11-year-old overcomes deafness, competes in National Spelling Bee Neil Maes, 11, of Belton, S.C., center, and his mother Christy Maes, are interviewed by a television station at The Alexander Graham Bell Association for the Deaf and Hard of Hearing (AG Bell) in Washington, Tuesday, May 24, 2016. (AP Photo/Jacquelyn Martin)

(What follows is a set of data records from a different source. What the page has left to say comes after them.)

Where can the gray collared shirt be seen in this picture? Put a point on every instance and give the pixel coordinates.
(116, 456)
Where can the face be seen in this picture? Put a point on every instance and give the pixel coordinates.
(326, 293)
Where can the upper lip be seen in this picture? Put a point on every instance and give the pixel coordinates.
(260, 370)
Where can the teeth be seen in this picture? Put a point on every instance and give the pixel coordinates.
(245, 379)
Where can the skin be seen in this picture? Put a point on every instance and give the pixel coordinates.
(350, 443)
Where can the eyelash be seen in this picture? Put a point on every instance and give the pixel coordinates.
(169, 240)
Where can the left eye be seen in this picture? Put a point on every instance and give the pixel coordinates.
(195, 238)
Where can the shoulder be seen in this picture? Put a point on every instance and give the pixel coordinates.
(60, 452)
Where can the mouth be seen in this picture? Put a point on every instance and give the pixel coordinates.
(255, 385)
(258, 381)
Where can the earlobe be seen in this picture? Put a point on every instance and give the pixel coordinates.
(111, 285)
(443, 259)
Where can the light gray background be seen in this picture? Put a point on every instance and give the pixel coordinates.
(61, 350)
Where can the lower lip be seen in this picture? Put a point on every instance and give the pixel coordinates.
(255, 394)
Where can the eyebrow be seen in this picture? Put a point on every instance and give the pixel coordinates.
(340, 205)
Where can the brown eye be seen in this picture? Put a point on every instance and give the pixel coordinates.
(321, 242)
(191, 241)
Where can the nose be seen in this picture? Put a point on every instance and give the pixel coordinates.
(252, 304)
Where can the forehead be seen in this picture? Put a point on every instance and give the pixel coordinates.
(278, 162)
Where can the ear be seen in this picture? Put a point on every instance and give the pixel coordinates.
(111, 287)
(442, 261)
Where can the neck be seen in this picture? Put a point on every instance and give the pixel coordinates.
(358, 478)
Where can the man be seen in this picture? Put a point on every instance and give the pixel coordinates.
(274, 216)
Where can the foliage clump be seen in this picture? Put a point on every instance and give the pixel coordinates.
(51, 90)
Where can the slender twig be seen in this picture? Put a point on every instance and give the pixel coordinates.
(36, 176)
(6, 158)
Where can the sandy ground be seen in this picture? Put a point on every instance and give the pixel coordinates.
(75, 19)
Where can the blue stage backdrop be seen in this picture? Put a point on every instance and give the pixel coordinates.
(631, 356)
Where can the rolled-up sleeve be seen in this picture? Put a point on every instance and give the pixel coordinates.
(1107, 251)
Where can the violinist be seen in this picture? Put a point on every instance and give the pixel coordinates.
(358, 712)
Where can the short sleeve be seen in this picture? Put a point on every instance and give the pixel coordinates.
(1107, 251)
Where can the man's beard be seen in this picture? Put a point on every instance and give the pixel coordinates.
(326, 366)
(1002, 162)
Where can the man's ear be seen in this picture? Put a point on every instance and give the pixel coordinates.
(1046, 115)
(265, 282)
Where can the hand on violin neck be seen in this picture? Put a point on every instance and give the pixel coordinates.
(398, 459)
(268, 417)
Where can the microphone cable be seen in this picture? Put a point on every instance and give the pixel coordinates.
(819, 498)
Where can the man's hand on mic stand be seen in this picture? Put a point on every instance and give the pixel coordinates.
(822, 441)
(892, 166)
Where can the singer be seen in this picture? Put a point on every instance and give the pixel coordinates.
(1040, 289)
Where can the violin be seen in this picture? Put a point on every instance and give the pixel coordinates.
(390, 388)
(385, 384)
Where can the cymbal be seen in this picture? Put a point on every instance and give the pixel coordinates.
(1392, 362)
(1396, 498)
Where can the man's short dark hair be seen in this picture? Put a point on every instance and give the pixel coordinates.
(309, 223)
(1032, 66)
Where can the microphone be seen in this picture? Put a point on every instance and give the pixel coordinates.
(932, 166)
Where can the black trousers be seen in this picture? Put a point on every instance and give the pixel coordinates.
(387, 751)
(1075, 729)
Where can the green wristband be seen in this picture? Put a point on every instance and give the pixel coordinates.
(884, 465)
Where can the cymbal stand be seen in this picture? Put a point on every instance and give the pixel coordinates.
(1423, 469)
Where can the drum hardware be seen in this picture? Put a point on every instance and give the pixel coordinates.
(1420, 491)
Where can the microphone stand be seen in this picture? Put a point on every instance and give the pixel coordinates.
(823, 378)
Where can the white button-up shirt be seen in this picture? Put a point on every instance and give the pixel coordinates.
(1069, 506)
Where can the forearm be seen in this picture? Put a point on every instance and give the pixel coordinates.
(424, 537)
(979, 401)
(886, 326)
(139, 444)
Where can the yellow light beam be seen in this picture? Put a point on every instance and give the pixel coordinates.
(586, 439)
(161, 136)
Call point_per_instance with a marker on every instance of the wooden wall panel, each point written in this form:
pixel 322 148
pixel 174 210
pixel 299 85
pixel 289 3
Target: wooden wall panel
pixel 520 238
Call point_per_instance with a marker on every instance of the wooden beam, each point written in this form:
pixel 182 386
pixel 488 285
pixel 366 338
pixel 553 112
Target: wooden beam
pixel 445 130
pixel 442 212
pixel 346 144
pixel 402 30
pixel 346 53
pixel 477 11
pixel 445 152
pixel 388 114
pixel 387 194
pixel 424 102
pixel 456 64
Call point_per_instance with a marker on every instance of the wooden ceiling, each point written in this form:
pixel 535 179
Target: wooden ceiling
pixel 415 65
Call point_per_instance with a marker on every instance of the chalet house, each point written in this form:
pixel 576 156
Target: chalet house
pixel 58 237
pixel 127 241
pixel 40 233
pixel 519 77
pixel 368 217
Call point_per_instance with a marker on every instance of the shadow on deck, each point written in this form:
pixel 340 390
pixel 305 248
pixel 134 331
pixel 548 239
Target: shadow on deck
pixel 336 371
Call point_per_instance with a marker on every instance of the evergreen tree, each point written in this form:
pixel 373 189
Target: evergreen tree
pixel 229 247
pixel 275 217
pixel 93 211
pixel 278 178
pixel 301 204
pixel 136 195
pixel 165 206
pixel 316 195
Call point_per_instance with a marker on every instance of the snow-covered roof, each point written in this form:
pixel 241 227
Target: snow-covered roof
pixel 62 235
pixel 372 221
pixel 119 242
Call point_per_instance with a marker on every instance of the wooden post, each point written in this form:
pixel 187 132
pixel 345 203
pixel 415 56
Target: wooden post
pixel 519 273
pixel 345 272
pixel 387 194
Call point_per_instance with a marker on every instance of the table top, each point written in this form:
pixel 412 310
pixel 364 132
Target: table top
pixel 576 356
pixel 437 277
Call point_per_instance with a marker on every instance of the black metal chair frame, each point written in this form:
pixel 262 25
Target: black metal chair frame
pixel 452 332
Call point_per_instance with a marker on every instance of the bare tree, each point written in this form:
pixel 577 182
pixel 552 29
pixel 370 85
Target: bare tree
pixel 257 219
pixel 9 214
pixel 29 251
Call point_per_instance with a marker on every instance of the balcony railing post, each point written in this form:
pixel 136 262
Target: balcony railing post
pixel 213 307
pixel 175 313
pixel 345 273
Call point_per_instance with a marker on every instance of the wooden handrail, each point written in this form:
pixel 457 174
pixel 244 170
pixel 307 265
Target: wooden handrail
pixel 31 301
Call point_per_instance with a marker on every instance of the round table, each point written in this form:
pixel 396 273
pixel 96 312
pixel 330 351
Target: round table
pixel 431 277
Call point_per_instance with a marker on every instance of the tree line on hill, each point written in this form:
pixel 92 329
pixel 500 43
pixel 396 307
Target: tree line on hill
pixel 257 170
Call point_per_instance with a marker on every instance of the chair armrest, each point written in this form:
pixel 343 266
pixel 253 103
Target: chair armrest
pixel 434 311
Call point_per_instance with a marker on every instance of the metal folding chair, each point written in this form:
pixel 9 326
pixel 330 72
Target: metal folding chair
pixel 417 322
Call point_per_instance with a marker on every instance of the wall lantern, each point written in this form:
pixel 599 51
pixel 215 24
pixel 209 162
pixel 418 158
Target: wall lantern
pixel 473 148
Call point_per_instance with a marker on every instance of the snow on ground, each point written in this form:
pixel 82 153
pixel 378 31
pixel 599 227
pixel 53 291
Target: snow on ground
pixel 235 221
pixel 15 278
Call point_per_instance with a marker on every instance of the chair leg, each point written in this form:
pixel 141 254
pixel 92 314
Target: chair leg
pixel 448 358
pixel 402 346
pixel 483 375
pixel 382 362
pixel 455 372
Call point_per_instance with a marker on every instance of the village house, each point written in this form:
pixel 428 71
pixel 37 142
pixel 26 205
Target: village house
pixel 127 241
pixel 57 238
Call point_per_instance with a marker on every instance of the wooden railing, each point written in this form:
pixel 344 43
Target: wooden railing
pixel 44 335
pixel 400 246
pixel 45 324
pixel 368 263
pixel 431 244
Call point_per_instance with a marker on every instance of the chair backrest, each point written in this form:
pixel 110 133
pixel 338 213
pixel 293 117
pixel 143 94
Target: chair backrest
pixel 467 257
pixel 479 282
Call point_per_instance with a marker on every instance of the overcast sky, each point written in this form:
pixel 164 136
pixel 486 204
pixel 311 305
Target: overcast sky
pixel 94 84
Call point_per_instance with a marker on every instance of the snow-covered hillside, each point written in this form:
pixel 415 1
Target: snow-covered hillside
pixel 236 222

11-year-old overcomes deafness, competes in National Spelling Bee
Lexile

Making it to the Scripps National Spelling Bee is an amazing achievement for any kid, but for 11-year-old Neil Maes, being born deaf made his journey especially unlikely.
 
After receiving cochlear implants in both ears as a baby, he had to train his brain to understand spoken words. It took countless hours of speech therapy.
 
"We didn't even know that he'd be able to talk. It wasn't a guarantee," his mother, Christy Maes, said.
 
Now the soft-spoken kid from Belton, South Carolina is officially one of the nation's top young spellers. He earned the right to take the stage with 281 others in preliminary rounds of the Scripps National Spelling Bee in Washington.
 
The final rounds are May 26. The only assistance Neil requires is that the bee's pronouncer will speak into a microphone that transmits an FM signal directly into his cochlear implants. Similar to the technology he uses in school, it allows him to filter out background noise and focus on each word.
 
Neil's parents have given him another tip, coaching him to always ask the pronouncer for the definition of a word, so that he can be sure he heard it correctly. Most contestants do this anyway.
 
Peter and Christy Maes had no experience with deafness in their families. It turns out they're both carriers for a genetic mutation that causes hearing loss. Neil got his first implant at 11 months old. One of his two younger sisters was also born deaf, and has implants as well.
 
"My goal was for him to meet his potential, no matter what it was," his mother said. "It turned out to be pretty good!"
 
Cochlear implants bypass the non-functioning parts of the ear by sending an electrical signal directly to the hearing nerve. While speech, music and other noises don't sound exactly like they do to a person with normal hearing, the brain can, over time, learn to process those sounds in a similar way, said Dr. Michael Hoa, a surgeon at MedStar Georgetown University Hospital who performs cochlear implantations.
 
But these implants are merely a tool, the doctor said. Neil's intelligence and work ethic get credit for the rest.
 
"He's able to handle very complex words. You tell him, 'Spell this word,' and he's able to actually visualize what that sounds like in his head and spell the word. It's actually quite impressive," Hoa said. "There's a lot that goes into training your brain to do that."
 
Christy Maes gave up her nursing job to help Neil through speech therapy. Now she works as a preschool teacher.
 
She choked up several times when talking about her son's journey in an interview at the Alexander Graham Bell Association for the Deaf and Hard of Hearing, a group that advocates for early intervention to help hearing-impaired kids.
 
Neil's parents didn't know he was participating in a spelling bee with his third-grade class until he came home and told them he had won. He made it all the way to his regional bee that year, finishing second. Now a fifth-grader, Neil is naturally shy and already worn out from the hectic bee-week schedule. He seemed happy to let his mom do most of the talking.
 
"Our main hope out of all of this was to encourage and inspire people that are going to be facing what we had to face," Christy said.
 
But Neil said coming to the bee has motivated him to study even harder, so he can return next year.
 
"It's just fun," Neil said, "because I've never been here before, and I just want to do it again."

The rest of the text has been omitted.